Nintendo Shares Rally As Super Mario Run Makes Leap To Apple’s iPhone

Super Mario is one of the most iconic characters in gaming of all time, and the infamous plumber is certainly Nintendo's most valuable IP. With Nintendo finally focusing on mobile gaming, there's an opportunity to rake in a mountain of cash. Investors realize this, hence why the announcement of the forthcoming free-to-play Super Mario Run headed to iOS devices sparked a surge in Nintendo's share price.

Shares of Nintendo shot up 13 percent in Tokyo trading Thursday. Just a day before, Mario creator Shigeru Miyamoto stood next to Apple CEO Tim Cook at Apple's iPhone 7 event in San Francisco to announce Super Mario Run, a perpetual runner game where Super Mario constantly moves forward. it's a tried-and-true genre on mobile, and barring and end-of-the-world event such as an asteroid twice the size of Texas crashing into Earth, it should be an immensely popular title when it releases in December.

Super Mario Run

"In this game, you constantly move forward through the courses while using a variety of jumps to navigate. Your character will behave differently depending on the timing of your taps, so it's up to you to show off particularly smooth moves, gather coins, and reach the goal. the game's description reads.

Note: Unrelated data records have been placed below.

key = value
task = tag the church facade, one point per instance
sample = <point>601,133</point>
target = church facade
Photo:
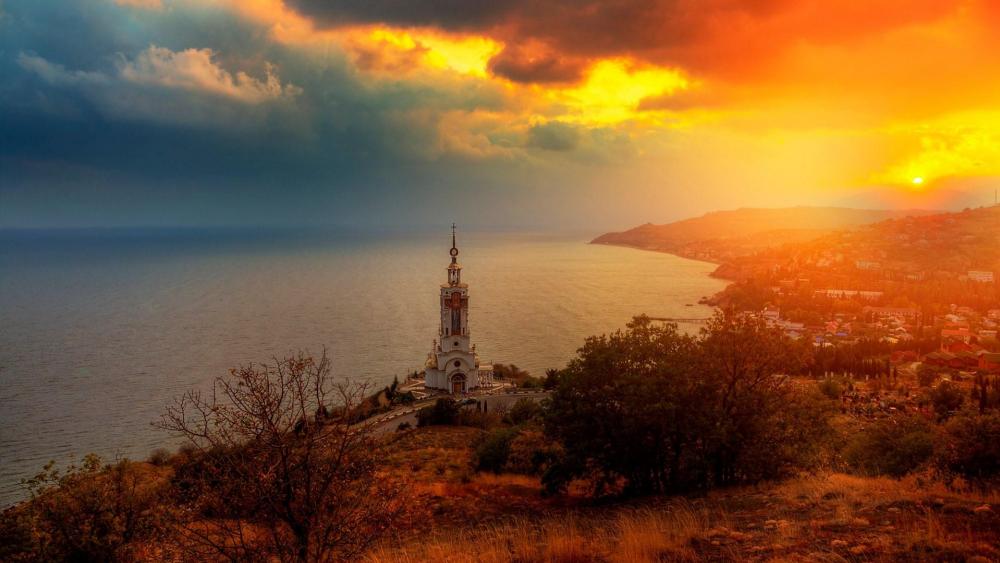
<point>453,364</point>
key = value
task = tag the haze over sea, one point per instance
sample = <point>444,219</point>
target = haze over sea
<point>101,329</point>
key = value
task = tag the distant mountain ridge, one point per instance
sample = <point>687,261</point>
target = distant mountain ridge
<point>719,235</point>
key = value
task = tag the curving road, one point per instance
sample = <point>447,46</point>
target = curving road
<point>388,422</point>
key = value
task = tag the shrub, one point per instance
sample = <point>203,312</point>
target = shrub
<point>444,411</point>
<point>649,410</point>
<point>160,457</point>
<point>946,398</point>
<point>529,451</point>
<point>532,382</point>
<point>89,512</point>
<point>476,419</point>
<point>493,452</point>
<point>970,447</point>
<point>831,388</point>
<point>926,375</point>
<point>892,447</point>
<point>524,410</point>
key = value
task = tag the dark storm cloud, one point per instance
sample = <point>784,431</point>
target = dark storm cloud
<point>522,65</point>
<point>554,136</point>
<point>727,38</point>
<point>450,14</point>
<point>197,117</point>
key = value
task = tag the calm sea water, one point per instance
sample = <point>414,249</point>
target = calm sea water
<point>100,330</point>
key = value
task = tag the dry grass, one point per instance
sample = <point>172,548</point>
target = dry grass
<point>465,517</point>
<point>829,517</point>
<point>628,536</point>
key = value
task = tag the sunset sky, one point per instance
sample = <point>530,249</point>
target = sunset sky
<point>569,113</point>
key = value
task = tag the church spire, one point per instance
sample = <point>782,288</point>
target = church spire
<point>454,270</point>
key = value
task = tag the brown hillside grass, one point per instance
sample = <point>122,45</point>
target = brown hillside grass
<point>826,517</point>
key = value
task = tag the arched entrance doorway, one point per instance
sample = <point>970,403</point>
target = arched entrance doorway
<point>458,383</point>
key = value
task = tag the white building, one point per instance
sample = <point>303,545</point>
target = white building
<point>453,364</point>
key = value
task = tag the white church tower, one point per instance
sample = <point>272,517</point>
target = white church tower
<point>453,364</point>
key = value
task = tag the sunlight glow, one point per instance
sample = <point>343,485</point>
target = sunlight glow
<point>613,89</point>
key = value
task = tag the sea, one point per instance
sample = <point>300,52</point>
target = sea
<point>101,329</point>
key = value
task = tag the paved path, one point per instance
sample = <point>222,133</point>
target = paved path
<point>388,422</point>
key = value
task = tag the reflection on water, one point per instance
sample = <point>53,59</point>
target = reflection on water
<point>100,330</point>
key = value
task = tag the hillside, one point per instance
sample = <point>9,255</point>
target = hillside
<point>720,235</point>
<point>916,250</point>
<point>828,516</point>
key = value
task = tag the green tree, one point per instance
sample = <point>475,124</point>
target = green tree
<point>657,411</point>
<point>892,447</point>
<point>947,398</point>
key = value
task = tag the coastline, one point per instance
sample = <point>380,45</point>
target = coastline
<point>707,300</point>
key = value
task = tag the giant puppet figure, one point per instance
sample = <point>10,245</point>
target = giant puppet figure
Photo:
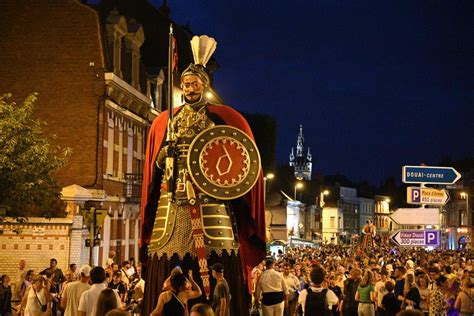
<point>368,231</point>
<point>202,197</point>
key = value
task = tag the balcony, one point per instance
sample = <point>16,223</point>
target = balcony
<point>133,187</point>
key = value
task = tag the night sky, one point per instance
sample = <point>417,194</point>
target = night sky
<point>375,84</point>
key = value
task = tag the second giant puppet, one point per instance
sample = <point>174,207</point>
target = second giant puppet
<point>214,211</point>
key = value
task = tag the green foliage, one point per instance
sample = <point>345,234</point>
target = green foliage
<point>27,162</point>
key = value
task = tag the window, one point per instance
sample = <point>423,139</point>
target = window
<point>130,151</point>
<point>110,147</point>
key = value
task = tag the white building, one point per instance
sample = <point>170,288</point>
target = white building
<point>366,211</point>
<point>332,219</point>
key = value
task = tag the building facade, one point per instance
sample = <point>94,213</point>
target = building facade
<point>95,96</point>
<point>366,210</point>
<point>332,225</point>
<point>382,221</point>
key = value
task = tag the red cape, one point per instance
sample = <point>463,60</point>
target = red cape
<point>251,219</point>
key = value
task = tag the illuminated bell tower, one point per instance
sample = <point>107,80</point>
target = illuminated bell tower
<point>301,162</point>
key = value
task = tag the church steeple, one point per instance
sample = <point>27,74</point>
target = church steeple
<point>302,164</point>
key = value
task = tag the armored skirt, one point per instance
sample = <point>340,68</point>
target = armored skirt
<point>181,243</point>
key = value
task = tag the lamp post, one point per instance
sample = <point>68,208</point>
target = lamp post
<point>298,185</point>
<point>321,198</point>
<point>268,177</point>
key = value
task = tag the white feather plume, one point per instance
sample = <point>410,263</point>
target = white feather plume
<point>203,47</point>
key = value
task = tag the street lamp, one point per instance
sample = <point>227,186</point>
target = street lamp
<point>298,185</point>
<point>268,177</point>
<point>321,198</point>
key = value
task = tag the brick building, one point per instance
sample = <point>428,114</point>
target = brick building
<point>94,96</point>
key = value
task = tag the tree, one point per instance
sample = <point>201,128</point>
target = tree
<point>27,162</point>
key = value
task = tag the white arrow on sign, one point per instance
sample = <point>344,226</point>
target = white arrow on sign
<point>429,196</point>
<point>416,216</point>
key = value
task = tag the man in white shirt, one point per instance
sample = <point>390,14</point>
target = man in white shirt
<point>317,276</point>
<point>293,285</point>
<point>88,301</point>
<point>272,286</point>
<point>380,291</point>
<point>20,278</point>
<point>73,291</point>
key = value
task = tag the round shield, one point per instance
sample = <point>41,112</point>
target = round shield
<point>224,162</point>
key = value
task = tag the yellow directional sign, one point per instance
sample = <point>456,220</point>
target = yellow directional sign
<point>429,196</point>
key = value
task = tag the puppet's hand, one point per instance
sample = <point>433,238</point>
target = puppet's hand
<point>166,151</point>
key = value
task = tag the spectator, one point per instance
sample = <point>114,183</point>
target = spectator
<point>273,288</point>
<point>422,284</point>
<point>338,291</point>
<point>317,299</point>
<point>5,296</point>
<point>389,300</point>
<point>221,295</point>
<point>110,259</point>
<point>106,302</point>
<point>293,285</point>
<point>20,278</point>
<point>435,273</point>
<point>125,279</point>
<point>57,274</point>
<point>380,291</point>
<point>410,312</point>
<point>117,312</point>
<point>349,304</point>
<point>201,310</point>
<point>366,294</point>
<point>399,284</point>
<point>465,299</point>
<point>73,270</point>
<point>118,285</point>
<point>133,268</point>
<point>438,304</point>
<point>36,301</point>
<point>173,302</point>
<point>88,300</point>
<point>26,284</point>
<point>72,293</point>
<point>411,293</point>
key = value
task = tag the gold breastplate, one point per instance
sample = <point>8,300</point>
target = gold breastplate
<point>189,122</point>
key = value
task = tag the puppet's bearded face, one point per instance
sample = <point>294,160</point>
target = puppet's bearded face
<point>193,88</point>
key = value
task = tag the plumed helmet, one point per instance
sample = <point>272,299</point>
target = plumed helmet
<point>203,47</point>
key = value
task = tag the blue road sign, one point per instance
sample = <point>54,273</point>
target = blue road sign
<point>430,174</point>
<point>416,238</point>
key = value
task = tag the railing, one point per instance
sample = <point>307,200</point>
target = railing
<point>133,186</point>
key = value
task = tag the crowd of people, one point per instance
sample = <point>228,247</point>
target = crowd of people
<point>354,281</point>
<point>329,280</point>
<point>111,290</point>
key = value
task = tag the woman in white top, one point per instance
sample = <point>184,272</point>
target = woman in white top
<point>35,297</point>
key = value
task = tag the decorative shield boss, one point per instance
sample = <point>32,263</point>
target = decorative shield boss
<point>224,162</point>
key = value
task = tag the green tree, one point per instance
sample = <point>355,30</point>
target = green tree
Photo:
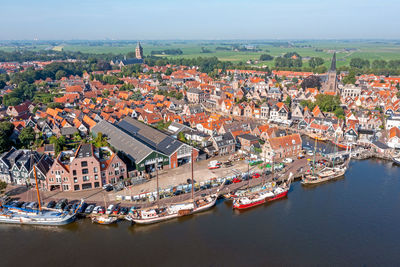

It may not be an innovative title (that remains to be seen), but it has Super Mario as star of the show in a mobile gaming genre that's already proven itself. Yes, that's a conservative move by Nintendo. It's also a wise one—there's nothing wrong with Nintendo getting its feet wet in mobile with a runner title featuring one of the most famous gaming characters of all time, and gradually working its way towards more risky gaming mechanics.

Nintendo's also still on track to release a new home game console, the NX, due out in March of next year. At least one analyst thinks that releasing a mobile title such as Super Mario Run is partially intended to familiarize a new generation of gamers to Nintendo's IP, and ultimately lure them over to consoles.

Hideki Yasuda, an analyst at Ace Research Institute, told The Wall Street Journal that smartphone titles and other character licensing deals really just amount to "a marketing tool for Nintendo to let people become interested in its console games." It's an interesting viewpoint, though it perhaps ignores the massive potential that exists in mobile.